Monday, December 21, 2015

Agile Practice: How to Set Sustainable Pace in Agile Initiatives

What's far more important is having consistent, stable velocity while maintaining the quality of work.

With Agile gaining momentum, the techniques upon how to make it more successful also become a hot topic. For example, how to set a sustainable pace in Agile initiatives? Is Agile velocity more about business values (features) or line of code? Is it more about project effectiveness (doing the right thing) or  
more about team productivity? And how to continue improving the team’s capacity and capability?



Agile is about continuous improvement: You really don't want the teams to produce same results when they are capable of innovating and improving continuously in their work. In the initial sprints, teams tend to over-estimate and commit more than their capacity and under-deliver. After a couple of sprints, they become careful and start underestimating and over deliver - this gives a sense of feel good! And then, the teams start to stabilize and settle down with their outcome. This will start to vary when the team tries to bring in some kind of disruption to their work and try new things. Is is pretty healthy. If the team / developer could go fast at the beginning delivering values without the proper initiative of analyzing and planning, they will go slow and slower over time, and even need overtime works which might destroy overall productivity later.  


The team improves productivity via automation and stabilization: At initial stages of engagement, productivity is lower (even with overtime) because the team is getting familiar with the environment, knowing each other, and other foundational work. As time passes, team’s productivity increases and settles in a band. With further automation in manual tasks, team’s productivity increases. So instead of spending the overtime on doing more work, spend it on improving the way you work. If Scrum is a good fit and the people committed to it, a Scrum team should be clearly more productive one month after starting, and then teams will be more productive and stabilize to deliver maximum velocity (business value). To reach that state teams may spend a couple of sprints that are called as their sustainable pace.


Overtime increases velocity very little if at all. If any extra work needs doing then it's to discover why you think you need over time and change so you don't. Limited, short-term over time can result in limited, short-term velocity increase. Significant long-term over time can result in significantly increased velocity (delivered stories/points), with a corresponding reduction in quality, an increase in defects etc.Overtime is an indicator that the team is running over capacity and the target velocity needs to be reduced. Overtime and long hours by the team had an increase in defects. Overtime working is not suggestible for the long run to any team because the quality might degrade and teams won’t be happy. Teams want to be 'helpful' and will push themselves into an unsustainable pace, and unless this is addressed they will suffer burn-out, and become demoralized and lose confidence in their abilities.
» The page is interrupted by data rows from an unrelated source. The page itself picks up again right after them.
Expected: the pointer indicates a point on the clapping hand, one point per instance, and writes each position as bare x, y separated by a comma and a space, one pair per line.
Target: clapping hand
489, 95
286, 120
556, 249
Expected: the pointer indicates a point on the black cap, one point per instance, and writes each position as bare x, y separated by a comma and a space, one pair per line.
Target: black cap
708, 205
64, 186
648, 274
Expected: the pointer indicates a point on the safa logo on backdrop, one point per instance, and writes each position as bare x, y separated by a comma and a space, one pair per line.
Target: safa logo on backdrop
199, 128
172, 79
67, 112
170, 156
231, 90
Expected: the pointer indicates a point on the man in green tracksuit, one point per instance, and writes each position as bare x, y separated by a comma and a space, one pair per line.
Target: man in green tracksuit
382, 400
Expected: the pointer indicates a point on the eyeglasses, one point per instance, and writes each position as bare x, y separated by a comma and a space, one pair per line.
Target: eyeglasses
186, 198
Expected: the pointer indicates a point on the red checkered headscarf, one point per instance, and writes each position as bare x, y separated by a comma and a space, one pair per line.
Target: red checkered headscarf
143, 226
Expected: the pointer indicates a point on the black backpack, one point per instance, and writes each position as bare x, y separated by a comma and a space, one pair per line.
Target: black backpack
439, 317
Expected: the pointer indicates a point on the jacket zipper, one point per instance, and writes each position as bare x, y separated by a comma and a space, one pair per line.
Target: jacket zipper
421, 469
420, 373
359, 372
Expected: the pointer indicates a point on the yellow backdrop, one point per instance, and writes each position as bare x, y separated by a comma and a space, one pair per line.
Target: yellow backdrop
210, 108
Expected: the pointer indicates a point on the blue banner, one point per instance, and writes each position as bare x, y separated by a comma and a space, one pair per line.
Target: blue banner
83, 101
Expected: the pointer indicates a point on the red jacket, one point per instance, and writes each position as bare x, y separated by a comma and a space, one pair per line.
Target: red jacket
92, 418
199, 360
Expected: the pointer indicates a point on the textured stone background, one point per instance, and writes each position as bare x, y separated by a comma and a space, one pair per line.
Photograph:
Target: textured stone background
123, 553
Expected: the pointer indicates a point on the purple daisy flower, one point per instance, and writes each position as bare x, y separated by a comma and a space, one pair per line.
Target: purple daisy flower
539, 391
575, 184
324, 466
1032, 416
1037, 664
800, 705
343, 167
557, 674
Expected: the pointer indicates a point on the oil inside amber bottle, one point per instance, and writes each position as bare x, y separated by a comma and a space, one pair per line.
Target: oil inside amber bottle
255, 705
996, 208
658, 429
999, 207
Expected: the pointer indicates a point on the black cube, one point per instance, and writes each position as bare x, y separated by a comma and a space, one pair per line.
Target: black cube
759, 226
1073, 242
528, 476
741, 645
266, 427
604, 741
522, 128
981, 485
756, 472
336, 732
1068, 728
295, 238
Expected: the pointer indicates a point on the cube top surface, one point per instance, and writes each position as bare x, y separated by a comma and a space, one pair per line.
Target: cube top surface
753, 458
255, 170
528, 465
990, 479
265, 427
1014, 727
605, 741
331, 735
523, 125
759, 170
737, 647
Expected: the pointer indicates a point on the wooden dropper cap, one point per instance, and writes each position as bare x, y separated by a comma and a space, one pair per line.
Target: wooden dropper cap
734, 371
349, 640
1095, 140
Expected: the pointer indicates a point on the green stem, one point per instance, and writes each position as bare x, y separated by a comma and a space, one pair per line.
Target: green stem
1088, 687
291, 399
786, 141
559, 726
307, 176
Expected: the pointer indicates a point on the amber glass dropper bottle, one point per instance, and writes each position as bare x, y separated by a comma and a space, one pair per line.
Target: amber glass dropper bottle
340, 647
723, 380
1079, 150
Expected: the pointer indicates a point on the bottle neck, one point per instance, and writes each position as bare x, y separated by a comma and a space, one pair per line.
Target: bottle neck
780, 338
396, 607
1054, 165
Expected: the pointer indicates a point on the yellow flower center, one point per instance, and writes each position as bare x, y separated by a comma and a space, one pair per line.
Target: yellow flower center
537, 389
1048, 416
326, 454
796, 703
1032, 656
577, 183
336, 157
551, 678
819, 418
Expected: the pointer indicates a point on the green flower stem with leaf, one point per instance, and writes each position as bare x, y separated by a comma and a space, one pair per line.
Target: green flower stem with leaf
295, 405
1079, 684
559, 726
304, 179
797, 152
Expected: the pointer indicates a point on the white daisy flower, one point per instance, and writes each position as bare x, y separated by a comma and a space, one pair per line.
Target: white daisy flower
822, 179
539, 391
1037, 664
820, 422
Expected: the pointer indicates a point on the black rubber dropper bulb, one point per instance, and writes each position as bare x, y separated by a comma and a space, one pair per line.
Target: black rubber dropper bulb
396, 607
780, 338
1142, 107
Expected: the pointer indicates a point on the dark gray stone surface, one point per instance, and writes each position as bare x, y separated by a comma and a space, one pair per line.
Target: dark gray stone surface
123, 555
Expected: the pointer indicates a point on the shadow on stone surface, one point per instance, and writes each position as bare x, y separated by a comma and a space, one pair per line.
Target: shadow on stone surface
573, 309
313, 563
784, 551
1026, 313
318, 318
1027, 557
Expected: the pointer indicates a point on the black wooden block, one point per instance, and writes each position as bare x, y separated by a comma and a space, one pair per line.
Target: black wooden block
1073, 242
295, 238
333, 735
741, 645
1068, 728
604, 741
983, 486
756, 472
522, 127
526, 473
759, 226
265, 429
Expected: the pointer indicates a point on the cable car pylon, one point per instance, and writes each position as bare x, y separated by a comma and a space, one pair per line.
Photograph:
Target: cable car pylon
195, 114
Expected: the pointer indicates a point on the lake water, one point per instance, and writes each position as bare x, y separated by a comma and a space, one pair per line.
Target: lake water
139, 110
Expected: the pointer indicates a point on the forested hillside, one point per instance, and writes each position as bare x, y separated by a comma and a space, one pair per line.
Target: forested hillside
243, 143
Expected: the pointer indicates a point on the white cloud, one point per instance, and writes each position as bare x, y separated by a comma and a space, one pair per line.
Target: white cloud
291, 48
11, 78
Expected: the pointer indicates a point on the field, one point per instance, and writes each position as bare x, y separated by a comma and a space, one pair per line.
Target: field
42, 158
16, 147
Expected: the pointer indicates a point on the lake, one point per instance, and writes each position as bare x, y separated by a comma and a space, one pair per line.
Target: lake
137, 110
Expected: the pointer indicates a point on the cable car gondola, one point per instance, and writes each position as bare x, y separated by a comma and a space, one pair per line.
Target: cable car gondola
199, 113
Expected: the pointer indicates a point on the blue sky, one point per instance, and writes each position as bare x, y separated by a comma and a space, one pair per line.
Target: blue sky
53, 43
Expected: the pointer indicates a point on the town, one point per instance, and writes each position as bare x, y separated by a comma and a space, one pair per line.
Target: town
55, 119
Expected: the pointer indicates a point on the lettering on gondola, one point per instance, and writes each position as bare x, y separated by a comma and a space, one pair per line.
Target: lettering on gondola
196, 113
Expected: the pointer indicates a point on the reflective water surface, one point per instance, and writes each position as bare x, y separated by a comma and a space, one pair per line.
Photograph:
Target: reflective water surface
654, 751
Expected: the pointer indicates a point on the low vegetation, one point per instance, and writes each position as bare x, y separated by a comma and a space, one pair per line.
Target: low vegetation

They will grow back again, but the time lost due to burnout and recovery is always greater than any time gained. The real purpose ofAgile velocity is not to measure productivity but to be able to have a number which signifies the CURRENT capability and capacity of the team so that near future releases can be planned or visualized.

In reality, the team’s productivity and effectiveness depend on the team maturity, technology, product knowledge/functionality, etc. A stable velocity can be created by a team committing under their predicted capacity as is commonly recommended and working only to that commitment. What's far more important is having consistent, stable velocity while maintaining the quality of work. Then you can establish a level of trust between yourself and stakeholders that you can deliver on what your promise.